The National Transportation Safety Board thinks Tesla should pump the brakes on full self-driving
The NTSB chair says Tesla should focus on ‘basic safety issues’ first.
Jessica Homendy, the chair of the National Transportation Safety Board (NTSB) had some strong words for Tesla in an interview in The Wall Street Journal. Essentially she warned Tesla to deal with “basic safety issues” before rolling out their “full self-driving” (FSD) mode to more drivers.
That’s hot on the heels of Tesla CEO Elon Musk saying on Twitter that he was going to put FSD into more cars starting September 10.
That update would still be limited to customers in the early access program, but Musk said that after “another few weeks” for “tuning [and] bug fixes” every Tesla owner who had paid for FSD would see a “public beta button” on their dash to upgrade their software. Tapping that button would upgrade their car’s software to the FSD beta, which had previously been only available to a select percentage of Tesla owners.
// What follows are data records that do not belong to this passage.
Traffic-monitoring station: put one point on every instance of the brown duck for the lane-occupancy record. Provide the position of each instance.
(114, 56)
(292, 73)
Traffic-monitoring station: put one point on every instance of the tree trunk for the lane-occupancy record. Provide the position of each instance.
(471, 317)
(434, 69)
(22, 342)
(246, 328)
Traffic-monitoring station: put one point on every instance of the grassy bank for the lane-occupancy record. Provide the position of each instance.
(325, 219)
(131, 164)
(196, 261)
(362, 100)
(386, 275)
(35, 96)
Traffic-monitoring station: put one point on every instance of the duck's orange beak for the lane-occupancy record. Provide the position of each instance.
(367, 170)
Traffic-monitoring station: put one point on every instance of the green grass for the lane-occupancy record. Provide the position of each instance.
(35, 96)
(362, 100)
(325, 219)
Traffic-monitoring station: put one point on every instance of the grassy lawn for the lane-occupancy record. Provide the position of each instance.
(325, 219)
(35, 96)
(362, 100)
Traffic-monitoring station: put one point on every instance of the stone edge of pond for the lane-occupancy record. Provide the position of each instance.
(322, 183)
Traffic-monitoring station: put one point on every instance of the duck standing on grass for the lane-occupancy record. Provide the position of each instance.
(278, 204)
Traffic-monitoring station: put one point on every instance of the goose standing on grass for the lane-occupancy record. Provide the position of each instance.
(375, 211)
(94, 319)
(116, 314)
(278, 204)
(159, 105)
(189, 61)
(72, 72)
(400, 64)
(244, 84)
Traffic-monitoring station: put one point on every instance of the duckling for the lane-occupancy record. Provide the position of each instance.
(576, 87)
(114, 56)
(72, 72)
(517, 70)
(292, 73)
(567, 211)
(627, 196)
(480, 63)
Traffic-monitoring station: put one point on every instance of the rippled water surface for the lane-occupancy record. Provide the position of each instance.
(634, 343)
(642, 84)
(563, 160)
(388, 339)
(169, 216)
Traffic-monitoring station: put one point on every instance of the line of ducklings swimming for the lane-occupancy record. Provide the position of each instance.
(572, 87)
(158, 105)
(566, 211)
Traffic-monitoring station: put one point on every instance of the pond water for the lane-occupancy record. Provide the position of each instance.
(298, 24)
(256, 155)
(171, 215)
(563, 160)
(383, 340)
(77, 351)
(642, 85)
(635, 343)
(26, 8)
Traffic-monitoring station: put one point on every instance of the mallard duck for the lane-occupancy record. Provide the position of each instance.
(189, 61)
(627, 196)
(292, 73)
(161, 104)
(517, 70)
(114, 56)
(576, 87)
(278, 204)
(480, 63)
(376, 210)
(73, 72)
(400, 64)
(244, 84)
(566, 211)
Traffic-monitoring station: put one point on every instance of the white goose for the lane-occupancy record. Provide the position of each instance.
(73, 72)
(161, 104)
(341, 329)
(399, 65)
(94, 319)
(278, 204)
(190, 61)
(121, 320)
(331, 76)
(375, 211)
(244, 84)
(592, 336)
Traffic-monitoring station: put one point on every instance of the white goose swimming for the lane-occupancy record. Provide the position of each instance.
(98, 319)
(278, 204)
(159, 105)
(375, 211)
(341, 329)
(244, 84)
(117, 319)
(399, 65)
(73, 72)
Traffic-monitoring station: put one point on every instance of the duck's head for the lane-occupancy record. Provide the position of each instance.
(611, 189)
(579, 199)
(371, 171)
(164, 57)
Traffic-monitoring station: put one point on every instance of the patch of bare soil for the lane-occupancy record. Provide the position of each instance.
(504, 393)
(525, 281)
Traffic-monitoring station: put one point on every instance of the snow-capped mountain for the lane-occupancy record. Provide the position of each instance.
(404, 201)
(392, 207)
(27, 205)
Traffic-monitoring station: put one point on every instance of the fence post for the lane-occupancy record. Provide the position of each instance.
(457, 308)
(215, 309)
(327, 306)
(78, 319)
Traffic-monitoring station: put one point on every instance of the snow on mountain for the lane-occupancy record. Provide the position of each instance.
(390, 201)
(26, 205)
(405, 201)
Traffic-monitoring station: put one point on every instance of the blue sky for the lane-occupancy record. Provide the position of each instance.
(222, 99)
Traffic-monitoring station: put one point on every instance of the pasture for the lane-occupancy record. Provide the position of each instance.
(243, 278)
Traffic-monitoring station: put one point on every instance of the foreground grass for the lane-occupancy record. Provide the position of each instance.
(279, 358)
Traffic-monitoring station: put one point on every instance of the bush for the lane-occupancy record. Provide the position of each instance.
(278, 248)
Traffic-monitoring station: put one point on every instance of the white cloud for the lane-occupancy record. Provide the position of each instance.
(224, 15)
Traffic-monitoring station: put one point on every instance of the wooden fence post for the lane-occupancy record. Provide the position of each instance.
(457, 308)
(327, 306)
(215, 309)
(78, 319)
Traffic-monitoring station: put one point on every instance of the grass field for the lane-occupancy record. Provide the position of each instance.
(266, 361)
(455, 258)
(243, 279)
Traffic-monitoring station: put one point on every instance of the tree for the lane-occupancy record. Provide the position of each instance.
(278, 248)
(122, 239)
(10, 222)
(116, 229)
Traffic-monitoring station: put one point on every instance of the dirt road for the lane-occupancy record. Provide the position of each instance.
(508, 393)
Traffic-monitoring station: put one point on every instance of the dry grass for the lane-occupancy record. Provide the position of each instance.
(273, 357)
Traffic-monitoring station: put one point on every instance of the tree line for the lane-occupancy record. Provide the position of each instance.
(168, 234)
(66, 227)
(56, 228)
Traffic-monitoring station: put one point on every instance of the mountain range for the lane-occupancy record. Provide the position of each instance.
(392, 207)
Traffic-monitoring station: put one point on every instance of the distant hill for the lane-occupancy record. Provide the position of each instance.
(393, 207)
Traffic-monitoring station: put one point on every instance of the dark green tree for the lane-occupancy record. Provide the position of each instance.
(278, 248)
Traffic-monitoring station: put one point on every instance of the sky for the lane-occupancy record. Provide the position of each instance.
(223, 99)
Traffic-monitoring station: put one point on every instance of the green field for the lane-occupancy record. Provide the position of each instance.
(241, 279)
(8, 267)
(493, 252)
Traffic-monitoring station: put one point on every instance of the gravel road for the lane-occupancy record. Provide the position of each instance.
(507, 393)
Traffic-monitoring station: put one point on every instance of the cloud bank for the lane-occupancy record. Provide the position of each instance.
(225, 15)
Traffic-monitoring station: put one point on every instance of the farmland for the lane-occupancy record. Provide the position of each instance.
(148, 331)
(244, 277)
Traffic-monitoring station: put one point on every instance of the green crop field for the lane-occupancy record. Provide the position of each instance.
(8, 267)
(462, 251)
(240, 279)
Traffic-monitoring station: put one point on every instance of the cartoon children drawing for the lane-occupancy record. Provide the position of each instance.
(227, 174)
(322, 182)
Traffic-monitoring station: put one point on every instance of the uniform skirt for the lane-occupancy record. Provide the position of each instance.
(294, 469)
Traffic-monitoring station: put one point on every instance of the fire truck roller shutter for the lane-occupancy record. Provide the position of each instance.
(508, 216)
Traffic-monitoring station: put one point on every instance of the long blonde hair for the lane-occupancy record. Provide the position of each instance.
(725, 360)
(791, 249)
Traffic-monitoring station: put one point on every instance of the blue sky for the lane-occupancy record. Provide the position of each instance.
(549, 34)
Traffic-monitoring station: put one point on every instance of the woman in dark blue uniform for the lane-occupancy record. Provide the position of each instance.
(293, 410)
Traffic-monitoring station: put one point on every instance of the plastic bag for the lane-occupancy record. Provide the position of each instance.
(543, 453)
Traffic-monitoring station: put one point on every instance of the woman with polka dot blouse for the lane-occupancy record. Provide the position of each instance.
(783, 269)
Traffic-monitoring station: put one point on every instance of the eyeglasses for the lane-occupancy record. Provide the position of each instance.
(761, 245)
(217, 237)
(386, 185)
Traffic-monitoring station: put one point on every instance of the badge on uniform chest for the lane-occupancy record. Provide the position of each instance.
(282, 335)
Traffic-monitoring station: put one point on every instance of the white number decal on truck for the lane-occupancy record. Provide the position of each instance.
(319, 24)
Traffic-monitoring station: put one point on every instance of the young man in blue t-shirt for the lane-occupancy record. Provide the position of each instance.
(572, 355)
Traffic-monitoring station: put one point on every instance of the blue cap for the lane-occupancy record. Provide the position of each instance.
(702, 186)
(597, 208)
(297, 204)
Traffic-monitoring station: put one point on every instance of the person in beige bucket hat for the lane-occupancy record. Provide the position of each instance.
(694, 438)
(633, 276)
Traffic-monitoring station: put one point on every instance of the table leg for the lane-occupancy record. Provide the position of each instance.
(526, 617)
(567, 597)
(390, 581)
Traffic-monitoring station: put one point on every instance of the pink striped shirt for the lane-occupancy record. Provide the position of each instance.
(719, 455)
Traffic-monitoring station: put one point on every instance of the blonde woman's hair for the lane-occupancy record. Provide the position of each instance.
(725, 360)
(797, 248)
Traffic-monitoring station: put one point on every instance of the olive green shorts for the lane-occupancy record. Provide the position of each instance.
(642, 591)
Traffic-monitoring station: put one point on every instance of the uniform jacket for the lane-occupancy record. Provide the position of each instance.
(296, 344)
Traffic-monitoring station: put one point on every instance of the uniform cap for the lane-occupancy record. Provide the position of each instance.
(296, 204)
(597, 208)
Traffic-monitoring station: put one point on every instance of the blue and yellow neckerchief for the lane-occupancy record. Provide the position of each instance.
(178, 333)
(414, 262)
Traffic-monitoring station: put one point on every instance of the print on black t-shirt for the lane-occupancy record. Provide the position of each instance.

Homendy held no disdain back for Tesla’s marketing jargon, calling their characterization of their driving aid package as “full self-driving” as “misleading and irresponsible.” We’ve known that since at least May of this year when Tesla basically admitted the “full” in FSD was really short for “full-of-it.”
The thing is, the NTSB is an advisory board with no regulatory power. It can only issue safety recommendations. That doesn’t mean Tesla is off the hook though, as multiple government agencies with actual regulatory power are also looking at FSD for various issues.
The admission in May led to the California Department of Motor Vehicles opening up an investigation over the company’s over-stated claims about its not-quite-there-yet autonomous driving system. Last month, the National Highway Traffic Safety Administration also launched a probe into FSD, after a string of Autopilot-involved crashes into parked emergency vehicles.